As Shakespeare said in *The Merchant of Venice,* (Act I, Scene 3, line 99) "The devil can cite Scripture for his purpose." The saying has become proverb in our English vernacular. So in Matthew 4:6 Satan used that device to tempt Jesus to demonstrate his authority in a spectacular feat. The quotation came from Ps. 91:11‑12 to which Jesus responded with a quotation from Deut. 6:16.
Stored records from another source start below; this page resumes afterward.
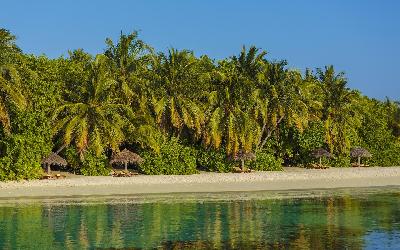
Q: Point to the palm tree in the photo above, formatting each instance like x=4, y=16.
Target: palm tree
x=9, y=78
x=231, y=105
x=337, y=110
x=95, y=119
x=175, y=100
x=128, y=59
x=282, y=100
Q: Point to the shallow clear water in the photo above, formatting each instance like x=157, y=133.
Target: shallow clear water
x=340, y=219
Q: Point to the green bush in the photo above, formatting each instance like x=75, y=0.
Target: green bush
x=23, y=150
x=266, y=162
x=173, y=158
x=340, y=161
x=22, y=158
x=213, y=160
x=89, y=164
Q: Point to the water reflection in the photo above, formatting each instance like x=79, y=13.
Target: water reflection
x=322, y=222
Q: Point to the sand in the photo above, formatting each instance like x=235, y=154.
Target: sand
x=289, y=179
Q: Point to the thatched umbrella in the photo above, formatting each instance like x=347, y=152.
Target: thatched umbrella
x=53, y=159
x=126, y=157
x=244, y=156
x=319, y=153
x=358, y=153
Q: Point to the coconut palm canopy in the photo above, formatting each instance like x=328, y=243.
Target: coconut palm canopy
x=360, y=152
x=241, y=155
x=126, y=157
x=320, y=152
x=54, y=159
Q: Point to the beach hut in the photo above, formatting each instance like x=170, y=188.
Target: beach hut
x=359, y=153
x=126, y=157
x=319, y=153
x=53, y=160
x=244, y=156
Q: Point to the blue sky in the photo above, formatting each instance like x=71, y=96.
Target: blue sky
x=360, y=37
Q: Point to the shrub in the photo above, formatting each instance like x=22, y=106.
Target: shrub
x=213, y=160
x=266, y=162
x=22, y=158
x=173, y=158
x=340, y=161
x=90, y=164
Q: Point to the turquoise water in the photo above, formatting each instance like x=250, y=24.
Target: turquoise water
x=340, y=219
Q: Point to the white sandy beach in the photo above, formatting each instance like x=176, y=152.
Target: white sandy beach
x=289, y=179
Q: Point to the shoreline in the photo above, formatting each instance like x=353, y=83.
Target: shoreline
x=292, y=178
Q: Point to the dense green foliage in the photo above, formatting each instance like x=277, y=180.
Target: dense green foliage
x=173, y=158
x=180, y=112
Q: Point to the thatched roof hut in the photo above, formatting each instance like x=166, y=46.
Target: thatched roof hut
x=320, y=152
x=359, y=153
x=126, y=157
x=53, y=160
x=244, y=156
x=241, y=155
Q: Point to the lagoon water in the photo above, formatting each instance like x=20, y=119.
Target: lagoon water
x=339, y=219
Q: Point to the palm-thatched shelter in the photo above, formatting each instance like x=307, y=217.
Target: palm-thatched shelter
x=359, y=153
x=244, y=156
x=319, y=153
x=126, y=157
x=53, y=160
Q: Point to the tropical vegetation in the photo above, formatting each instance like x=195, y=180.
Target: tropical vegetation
x=181, y=112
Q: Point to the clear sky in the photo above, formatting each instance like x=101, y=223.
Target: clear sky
x=360, y=37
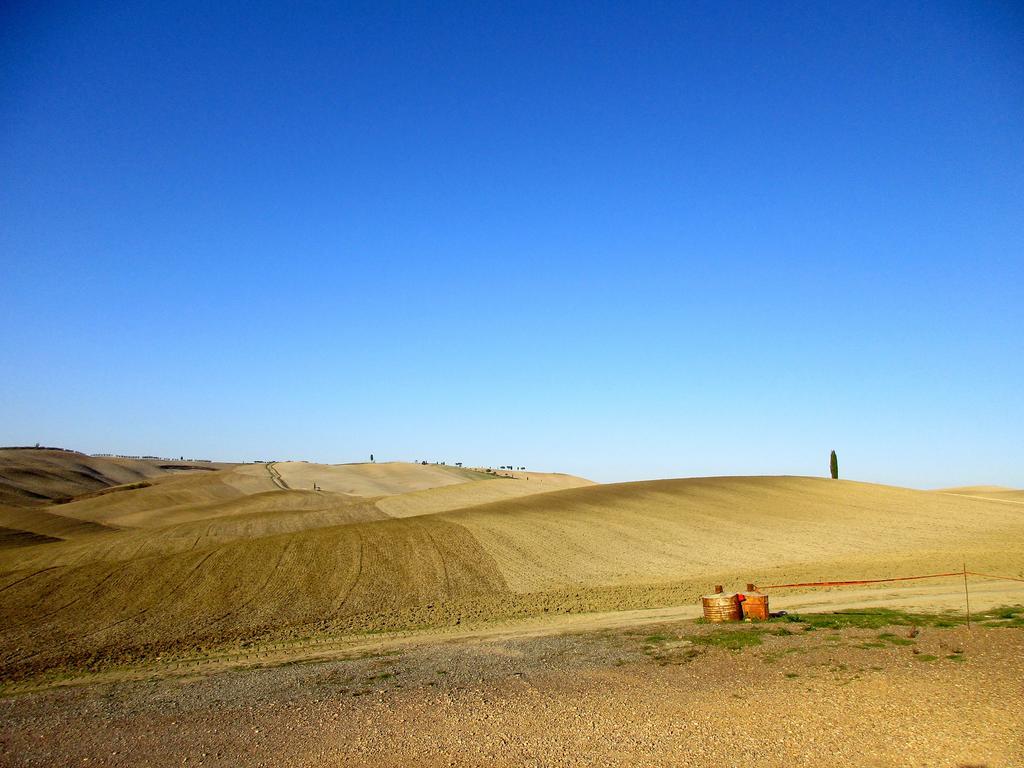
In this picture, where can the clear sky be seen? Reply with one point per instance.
(625, 241)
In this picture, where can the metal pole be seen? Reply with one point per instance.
(967, 596)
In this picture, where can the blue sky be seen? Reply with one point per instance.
(625, 241)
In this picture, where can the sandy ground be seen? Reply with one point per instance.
(629, 695)
(268, 566)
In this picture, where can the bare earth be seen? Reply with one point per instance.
(612, 697)
(295, 613)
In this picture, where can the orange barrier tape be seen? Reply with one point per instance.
(895, 579)
(860, 581)
(989, 576)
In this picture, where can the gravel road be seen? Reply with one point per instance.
(650, 695)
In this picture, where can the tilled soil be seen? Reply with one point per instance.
(652, 695)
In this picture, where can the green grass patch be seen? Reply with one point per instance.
(729, 639)
(1008, 615)
(657, 638)
(895, 639)
(871, 619)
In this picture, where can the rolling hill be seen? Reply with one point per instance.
(230, 557)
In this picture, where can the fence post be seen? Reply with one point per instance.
(967, 596)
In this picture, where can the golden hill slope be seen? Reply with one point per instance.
(997, 493)
(38, 476)
(305, 568)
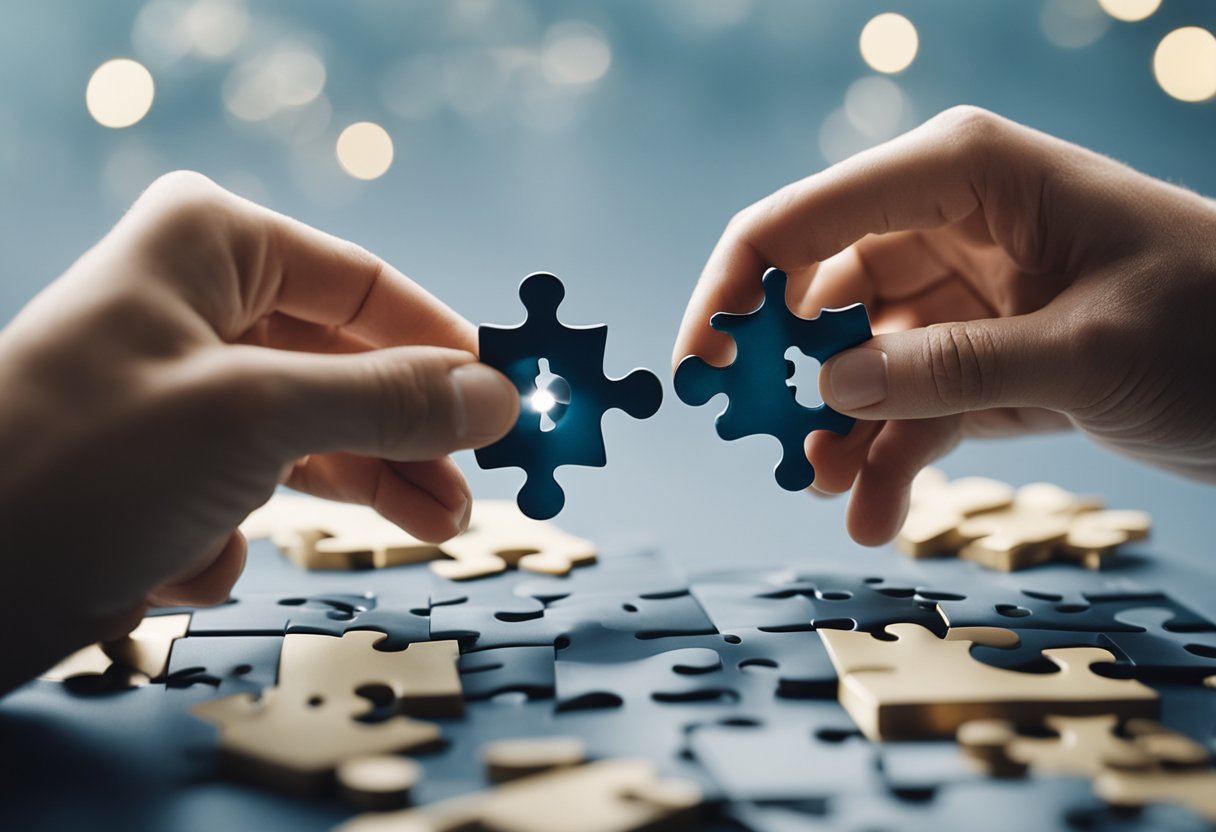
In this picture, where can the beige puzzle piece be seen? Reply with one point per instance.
(292, 740)
(297, 732)
(325, 534)
(133, 661)
(607, 796)
(1192, 788)
(423, 678)
(938, 507)
(322, 534)
(377, 782)
(1084, 746)
(511, 759)
(921, 686)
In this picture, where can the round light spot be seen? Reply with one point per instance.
(575, 52)
(1184, 63)
(1073, 23)
(889, 43)
(365, 150)
(119, 93)
(1130, 10)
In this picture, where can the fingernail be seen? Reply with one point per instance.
(483, 400)
(859, 378)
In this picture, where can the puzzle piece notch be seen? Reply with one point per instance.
(756, 382)
(133, 661)
(511, 759)
(1084, 746)
(606, 796)
(377, 782)
(894, 689)
(575, 354)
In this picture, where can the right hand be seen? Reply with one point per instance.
(1015, 284)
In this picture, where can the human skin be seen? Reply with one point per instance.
(1015, 282)
(206, 350)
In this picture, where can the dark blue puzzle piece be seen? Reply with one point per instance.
(761, 399)
(1160, 652)
(489, 673)
(234, 664)
(576, 355)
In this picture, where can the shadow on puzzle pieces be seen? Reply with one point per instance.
(489, 673)
(576, 355)
(761, 399)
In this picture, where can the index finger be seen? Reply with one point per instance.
(272, 263)
(927, 178)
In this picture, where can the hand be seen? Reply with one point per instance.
(203, 352)
(1017, 284)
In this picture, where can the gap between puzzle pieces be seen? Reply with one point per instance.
(761, 399)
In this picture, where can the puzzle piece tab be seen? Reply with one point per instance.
(895, 689)
(761, 399)
(575, 357)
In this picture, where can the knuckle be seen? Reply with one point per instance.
(957, 355)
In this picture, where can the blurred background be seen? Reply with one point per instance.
(473, 141)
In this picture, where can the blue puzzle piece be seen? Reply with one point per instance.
(579, 400)
(761, 399)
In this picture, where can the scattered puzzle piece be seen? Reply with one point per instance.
(129, 662)
(512, 759)
(1193, 788)
(939, 506)
(1084, 746)
(895, 689)
(761, 399)
(608, 796)
(575, 355)
(985, 522)
(327, 535)
(291, 738)
(377, 782)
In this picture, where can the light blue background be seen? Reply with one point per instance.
(691, 123)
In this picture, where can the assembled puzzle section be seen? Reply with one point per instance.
(574, 400)
(986, 522)
(756, 382)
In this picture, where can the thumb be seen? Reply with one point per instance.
(404, 403)
(952, 369)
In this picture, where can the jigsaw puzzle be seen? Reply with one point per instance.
(756, 382)
(606, 796)
(894, 689)
(574, 400)
(983, 521)
(327, 535)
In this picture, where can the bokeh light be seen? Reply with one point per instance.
(119, 93)
(1184, 63)
(575, 52)
(889, 43)
(1130, 10)
(1073, 23)
(365, 150)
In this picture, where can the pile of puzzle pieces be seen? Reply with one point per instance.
(986, 522)
(617, 692)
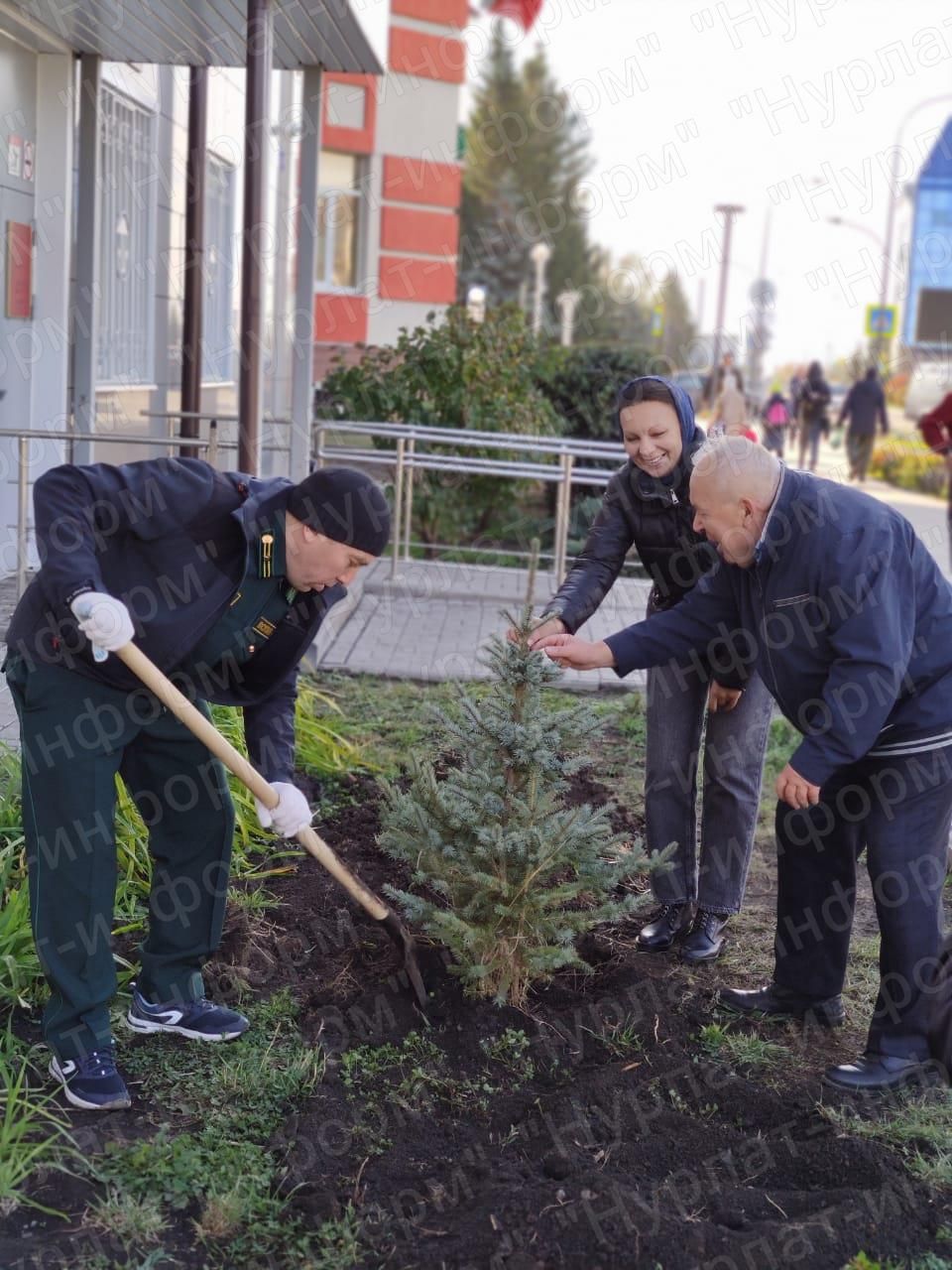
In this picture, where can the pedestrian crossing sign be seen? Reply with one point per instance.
(881, 320)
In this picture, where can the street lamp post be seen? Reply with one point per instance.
(880, 343)
(566, 303)
(539, 257)
(728, 211)
(476, 304)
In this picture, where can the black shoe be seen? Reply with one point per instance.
(777, 1002)
(93, 1082)
(667, 925)
(198, 1020)
(878, 1072)
(705, 940)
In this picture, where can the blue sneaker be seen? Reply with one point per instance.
(198, 1020)
(91, 1082)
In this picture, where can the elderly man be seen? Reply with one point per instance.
(223, 580)
(846, 616)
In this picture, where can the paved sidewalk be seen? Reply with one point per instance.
(431, 620)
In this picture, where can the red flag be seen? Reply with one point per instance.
(525, 12)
Technically the temple had no pinnacle, so the place of the temple to

which Satan transported Jesus must have been the highest point on the

temple. Today tourists are shown a corner of the wall of the temple

platform as the probable site, but this particular part of the walls

of Jerusalem was not erected until the 16th century by Suleiman, the

Moslem of sultan Constantinople who rebuilt the walls against potential invasion by European Christians.

       

The third temptation presented Jesus with a bold choice between worshiping and serving God or another deity, however configured by the one who cast himself in that fraudulent role. The mountain to which Satan took him symbolized Mount Sinai, where Moses received the Decalogue. The vista provided Jesus with an option to use his authority to be the typical triumphalist warrior‑messiah of Jewish tradition. There is a site on the edge of the Judean wilderness overlooking the Dead Sea  near Jericho where Greek Orthodox monks still practice an isolated life of religious devotion. If this site

is the site of the third temptation as tradition contends, the bare rock and burning sun do nothing to commend it as a desirable kingdom. The imposter was offering Jesus a glory he could not produce.

 

As before, the Deuteronomic law stood as the sole authority for Jesus to follow. The choice did not give him a prescribed plan. Instead  he would learn the details of his spiritual path as he went forward in faith. The way would become clear as he walked humbly in the service of God. The prophetic message of Micah 6:8 may well lie behind Matthew's quotation of Deuteronomy 6:13.

 

However we may choose to interpret the temptations, the choices Jesus had to make are also those which we confront in our own moral and spiritual decisions. It is not too much to say that his temptations are also ours.